Here you can see the top-20 of most failure-tolerant regions in 2017 and the updated 2016 results.
|% of failed networks||2016||Dynamics 2016 — 2017||2017||% of failed networks|
|2.57478||Germany (DE)||1st place||Germany (DE)||2.29696|
|3.14068||Canada (CA)||2 positions down||Hong Kong (HK)||2.65659|
|3.46469||Switzerland (CH)||3rd place||Switzerland (CH)||3.57245|
|4.03446||Great Britain (GB)||2 positions down||Canada (CA)||3.67367|
|4.19754||Hong Kong (HK)||3 positions up||France (FR)||3.68254|
|4.34753||Ukraine (UA)||2 positions down||Great Britain (GB)||3.76297|
|4.39691||U.S.A (US)||2 positions down||Belgium (BE)||3.93768|
|4.83975||Belgium (BE)||1 position up||Ukraine (UA)||3.95098|
|5.68121||Spain (ES)||8 positions down||U.S.A (US)||3.97103|
|5.78643||Poland (PL)||6 positions down||Bangladesh (BD)||5.29293|
|5.99955||France (FR)||6 positions up||Romania (RO)||5.35451|
|6.00547||Russia (RU)||1 position down||Brasil (BR)||5.39138|
|6.39252||Australia (AU)||Out of top-20||Russia (RU)||5.73432|
|6.88687||Ireland (IE)||14th place||Ireland (IE)||5.87254|
|7.0508||Romania (RO)||4 positions up||Czech Republic (CZ)||5.88389|
|7.43945||Austria (AT)||3 positions down||Poland (PL)||5.99655|
|7.84456||Italy (IT)||Out of top-20||Bulgaria (BG)||6.20975|
|7.97141||Bangladesh (BD)||8 positions up||Spain (ES)||6.58064|
|8.14681||Bulgaria (BG)||2 positions up||Austria (AT)||7.14221|
|8.15989||Philippines (PH)||Out of top-20||Luxembourg (LU)||7.28208|
As you can see, there are some changes from year to year. However, with the tenths of a percent difference, there are not many significant variations in the top-20 stable regions. Speaking about the top fault tolerant countries where a single major AS shutdown is affecting less than 10% of the region’s autonomous systems (there are 29 such countries) — all these countries have diversified IP-transit service market with lots of alternative routes.

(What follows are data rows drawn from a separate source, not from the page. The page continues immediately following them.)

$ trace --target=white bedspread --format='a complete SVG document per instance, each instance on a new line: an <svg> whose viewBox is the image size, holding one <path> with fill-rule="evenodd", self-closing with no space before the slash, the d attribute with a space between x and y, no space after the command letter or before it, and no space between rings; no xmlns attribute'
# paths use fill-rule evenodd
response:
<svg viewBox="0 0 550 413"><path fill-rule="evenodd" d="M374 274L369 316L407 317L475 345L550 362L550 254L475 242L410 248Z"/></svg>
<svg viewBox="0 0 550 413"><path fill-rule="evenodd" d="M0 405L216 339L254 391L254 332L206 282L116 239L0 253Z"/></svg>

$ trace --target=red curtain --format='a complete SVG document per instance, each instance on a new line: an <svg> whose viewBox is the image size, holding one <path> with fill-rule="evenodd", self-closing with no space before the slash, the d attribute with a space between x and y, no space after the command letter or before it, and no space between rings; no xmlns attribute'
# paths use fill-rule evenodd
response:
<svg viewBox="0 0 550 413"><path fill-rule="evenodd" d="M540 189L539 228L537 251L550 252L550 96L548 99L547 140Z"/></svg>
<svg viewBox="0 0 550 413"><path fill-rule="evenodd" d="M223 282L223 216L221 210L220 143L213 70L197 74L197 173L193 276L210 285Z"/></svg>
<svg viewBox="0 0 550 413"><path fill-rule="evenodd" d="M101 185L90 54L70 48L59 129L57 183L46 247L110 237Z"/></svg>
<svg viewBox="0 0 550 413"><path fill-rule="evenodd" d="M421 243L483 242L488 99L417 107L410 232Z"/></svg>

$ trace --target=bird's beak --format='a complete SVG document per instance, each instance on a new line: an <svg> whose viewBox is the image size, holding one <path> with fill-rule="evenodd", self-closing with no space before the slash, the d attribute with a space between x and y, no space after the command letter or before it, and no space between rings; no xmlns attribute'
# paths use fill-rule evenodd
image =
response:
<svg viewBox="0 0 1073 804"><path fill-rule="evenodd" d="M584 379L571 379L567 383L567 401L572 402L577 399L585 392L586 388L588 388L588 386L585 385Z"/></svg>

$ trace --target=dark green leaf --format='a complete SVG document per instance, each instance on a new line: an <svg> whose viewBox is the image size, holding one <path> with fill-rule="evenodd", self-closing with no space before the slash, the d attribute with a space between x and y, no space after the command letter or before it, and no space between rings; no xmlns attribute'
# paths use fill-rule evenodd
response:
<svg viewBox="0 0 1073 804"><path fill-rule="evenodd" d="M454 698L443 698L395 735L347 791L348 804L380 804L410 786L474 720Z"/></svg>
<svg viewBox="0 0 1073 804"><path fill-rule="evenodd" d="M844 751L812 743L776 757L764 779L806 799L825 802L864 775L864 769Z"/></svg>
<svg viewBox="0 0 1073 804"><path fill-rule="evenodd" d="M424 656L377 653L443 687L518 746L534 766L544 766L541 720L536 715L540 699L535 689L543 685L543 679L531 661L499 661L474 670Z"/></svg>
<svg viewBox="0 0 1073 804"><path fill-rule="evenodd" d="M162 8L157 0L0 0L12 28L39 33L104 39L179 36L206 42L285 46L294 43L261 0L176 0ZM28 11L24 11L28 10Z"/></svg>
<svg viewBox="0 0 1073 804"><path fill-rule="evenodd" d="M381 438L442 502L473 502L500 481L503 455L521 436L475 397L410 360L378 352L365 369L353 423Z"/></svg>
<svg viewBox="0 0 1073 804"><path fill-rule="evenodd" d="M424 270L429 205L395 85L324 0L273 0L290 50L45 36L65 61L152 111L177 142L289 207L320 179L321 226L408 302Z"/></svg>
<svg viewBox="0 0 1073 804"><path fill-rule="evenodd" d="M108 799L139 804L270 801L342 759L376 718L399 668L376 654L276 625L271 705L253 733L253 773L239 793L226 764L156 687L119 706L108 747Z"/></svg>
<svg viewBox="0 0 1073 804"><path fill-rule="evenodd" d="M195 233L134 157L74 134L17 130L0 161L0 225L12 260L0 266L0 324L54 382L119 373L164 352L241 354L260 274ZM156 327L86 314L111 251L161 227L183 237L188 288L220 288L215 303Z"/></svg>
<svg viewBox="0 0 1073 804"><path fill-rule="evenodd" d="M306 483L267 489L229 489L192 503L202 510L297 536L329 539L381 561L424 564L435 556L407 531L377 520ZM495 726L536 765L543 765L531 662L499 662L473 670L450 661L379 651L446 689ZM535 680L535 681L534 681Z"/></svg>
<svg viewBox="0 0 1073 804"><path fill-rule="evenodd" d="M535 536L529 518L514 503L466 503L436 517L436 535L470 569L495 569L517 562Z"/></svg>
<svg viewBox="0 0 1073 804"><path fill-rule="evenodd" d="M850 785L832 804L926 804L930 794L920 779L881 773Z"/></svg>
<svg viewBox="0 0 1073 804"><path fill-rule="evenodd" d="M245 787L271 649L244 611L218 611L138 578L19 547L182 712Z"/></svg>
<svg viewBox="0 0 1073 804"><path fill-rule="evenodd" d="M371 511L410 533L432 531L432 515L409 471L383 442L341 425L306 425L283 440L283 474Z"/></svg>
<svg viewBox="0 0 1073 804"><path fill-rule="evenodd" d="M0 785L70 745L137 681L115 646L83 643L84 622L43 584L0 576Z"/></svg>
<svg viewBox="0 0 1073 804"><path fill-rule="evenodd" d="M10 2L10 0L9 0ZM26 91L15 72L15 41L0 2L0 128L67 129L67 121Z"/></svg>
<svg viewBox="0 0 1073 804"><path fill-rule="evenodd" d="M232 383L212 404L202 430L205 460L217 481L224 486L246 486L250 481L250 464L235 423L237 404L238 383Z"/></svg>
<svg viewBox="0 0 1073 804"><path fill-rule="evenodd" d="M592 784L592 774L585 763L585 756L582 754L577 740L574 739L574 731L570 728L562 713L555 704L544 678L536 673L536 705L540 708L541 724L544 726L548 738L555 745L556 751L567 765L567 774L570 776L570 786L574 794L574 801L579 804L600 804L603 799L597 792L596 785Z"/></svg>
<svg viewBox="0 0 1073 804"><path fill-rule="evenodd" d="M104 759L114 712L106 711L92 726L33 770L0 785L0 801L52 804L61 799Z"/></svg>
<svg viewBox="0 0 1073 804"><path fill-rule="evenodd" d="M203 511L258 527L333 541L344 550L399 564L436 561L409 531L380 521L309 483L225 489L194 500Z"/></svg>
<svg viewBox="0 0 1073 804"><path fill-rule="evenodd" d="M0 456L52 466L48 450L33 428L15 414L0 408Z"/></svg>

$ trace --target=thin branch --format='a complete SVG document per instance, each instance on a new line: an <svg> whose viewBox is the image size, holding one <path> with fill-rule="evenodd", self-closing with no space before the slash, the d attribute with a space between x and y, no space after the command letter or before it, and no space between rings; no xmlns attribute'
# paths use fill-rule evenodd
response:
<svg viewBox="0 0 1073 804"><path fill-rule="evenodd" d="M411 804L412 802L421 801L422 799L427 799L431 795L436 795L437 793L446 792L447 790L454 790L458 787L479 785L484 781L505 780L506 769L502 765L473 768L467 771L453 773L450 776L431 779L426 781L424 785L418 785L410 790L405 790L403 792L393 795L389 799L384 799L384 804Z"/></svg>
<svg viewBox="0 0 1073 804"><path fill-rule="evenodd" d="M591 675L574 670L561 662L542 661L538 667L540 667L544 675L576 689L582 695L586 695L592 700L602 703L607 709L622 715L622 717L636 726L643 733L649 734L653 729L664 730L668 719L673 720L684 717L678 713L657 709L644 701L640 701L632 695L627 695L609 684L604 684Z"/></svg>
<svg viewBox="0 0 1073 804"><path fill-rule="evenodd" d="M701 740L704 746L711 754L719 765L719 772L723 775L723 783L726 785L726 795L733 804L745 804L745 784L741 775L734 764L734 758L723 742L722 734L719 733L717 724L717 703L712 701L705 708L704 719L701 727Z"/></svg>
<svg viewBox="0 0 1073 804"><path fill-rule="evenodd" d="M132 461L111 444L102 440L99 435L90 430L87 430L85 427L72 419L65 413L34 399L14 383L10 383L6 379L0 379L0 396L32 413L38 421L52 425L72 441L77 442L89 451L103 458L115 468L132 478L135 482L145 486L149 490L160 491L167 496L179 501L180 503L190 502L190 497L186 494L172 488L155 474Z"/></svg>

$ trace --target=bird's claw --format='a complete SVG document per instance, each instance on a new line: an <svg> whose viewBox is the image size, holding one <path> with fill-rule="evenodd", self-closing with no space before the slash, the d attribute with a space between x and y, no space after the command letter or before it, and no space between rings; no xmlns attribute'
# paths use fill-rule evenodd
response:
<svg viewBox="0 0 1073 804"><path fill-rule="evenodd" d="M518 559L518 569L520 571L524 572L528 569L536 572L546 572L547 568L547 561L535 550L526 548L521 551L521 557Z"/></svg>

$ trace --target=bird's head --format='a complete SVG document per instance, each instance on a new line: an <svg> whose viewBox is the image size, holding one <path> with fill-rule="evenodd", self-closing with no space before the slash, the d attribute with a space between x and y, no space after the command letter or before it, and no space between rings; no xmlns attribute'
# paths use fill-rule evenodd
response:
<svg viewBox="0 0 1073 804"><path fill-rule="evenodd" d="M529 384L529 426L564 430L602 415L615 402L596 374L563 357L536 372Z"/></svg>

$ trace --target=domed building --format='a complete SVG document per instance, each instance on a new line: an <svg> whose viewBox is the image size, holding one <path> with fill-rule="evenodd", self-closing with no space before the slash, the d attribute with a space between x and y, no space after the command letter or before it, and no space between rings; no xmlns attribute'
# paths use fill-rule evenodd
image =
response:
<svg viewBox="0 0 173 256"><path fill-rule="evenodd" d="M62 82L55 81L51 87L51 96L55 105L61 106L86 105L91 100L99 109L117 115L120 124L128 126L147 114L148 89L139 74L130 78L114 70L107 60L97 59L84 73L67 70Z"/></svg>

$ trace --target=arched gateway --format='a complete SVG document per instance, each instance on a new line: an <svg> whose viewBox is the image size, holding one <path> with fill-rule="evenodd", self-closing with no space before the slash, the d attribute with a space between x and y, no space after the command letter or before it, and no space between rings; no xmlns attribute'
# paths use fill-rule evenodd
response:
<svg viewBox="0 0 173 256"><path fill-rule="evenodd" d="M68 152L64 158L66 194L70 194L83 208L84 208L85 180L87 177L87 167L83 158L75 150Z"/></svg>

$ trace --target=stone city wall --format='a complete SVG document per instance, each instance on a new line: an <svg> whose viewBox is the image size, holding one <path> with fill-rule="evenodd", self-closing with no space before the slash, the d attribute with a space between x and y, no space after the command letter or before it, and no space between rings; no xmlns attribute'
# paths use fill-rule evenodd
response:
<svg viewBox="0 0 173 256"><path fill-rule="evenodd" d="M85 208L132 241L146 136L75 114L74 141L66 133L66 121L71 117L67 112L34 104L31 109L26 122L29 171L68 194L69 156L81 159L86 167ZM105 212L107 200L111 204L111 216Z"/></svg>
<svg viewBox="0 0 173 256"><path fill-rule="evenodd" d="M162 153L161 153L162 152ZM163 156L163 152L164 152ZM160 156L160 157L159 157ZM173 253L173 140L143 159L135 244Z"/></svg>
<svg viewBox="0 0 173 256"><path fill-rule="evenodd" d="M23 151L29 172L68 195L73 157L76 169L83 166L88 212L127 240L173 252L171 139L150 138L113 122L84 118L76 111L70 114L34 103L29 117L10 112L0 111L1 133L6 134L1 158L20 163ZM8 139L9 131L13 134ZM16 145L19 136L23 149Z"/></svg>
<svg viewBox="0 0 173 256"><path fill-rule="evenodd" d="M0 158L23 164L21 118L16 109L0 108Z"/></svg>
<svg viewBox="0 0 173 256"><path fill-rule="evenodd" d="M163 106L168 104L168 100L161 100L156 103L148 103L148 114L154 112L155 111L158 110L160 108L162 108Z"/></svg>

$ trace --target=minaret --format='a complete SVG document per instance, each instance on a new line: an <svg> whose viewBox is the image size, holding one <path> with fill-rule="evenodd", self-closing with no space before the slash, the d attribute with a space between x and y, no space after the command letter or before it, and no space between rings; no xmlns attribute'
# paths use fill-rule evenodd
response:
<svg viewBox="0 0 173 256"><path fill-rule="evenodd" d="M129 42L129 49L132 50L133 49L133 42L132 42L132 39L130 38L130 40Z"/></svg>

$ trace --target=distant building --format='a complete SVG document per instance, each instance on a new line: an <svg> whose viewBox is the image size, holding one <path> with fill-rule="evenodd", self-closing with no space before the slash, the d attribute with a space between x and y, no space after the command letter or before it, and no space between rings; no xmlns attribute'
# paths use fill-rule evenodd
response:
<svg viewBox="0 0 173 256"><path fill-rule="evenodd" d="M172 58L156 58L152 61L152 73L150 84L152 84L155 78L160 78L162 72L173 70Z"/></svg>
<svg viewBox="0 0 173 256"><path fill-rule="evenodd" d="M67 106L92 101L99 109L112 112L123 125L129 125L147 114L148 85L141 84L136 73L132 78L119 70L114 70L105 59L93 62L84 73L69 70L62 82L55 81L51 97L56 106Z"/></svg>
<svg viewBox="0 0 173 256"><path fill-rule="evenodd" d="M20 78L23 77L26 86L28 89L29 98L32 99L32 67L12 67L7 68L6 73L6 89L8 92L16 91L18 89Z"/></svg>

Also, we want to highlight a significant influence of the AS 174, belonging to Cogent, on several regions: France, Great Britain, United States, Ireland just among top-20 countries. This means that issues in the AS174 could lead to problems even in several neighboring regions. Though outage of Cogent would not result in total unavailability because we are speaking about diversified and highly developed national segments.
Does the country’s biggest ISP always influence the regional reliability more than everyone else? Our calculations show that this is not always true. For example, in Germany, the biggest ISP is Deutsche Telecom, but when speaking about the connection reliability in the region, an outage of AS 8881, belonging to Versatel, would influence on the largest number of German ASNs. We believe that such trend of growing importance of Tier-2 ISPs would prevail in the nearest future.
Also, while speaking about trends, we could not mention the fact that the average “instability” in 2017 is 41%, which is 1,6% less than in 2016.
The most significant improvements in 2017 were achieved within the emerging Africa region. The failover capability of such regions like the Gambia and Liberia has grown significantly, almost by 40%. However, the movement towards fault tolerance of the world regions could not be named “unidirectional.” As an example, we could call the Jamaica, and the grown dependency on the stability of the single ISP, from 34% in 2016 up to 91% in 2017. External connectivity of this country almost completely relies on the AS 23520 (Columbus Networks) reliability.
The results of our survey make it evident that the ISP market built upon competition is, in the end, much more stable and failure tolerant, concerning issues within or outside a specific region. Vice-versa, a single AS failure could lead to network unavailability for a significant portion of users from a country or even a larger region.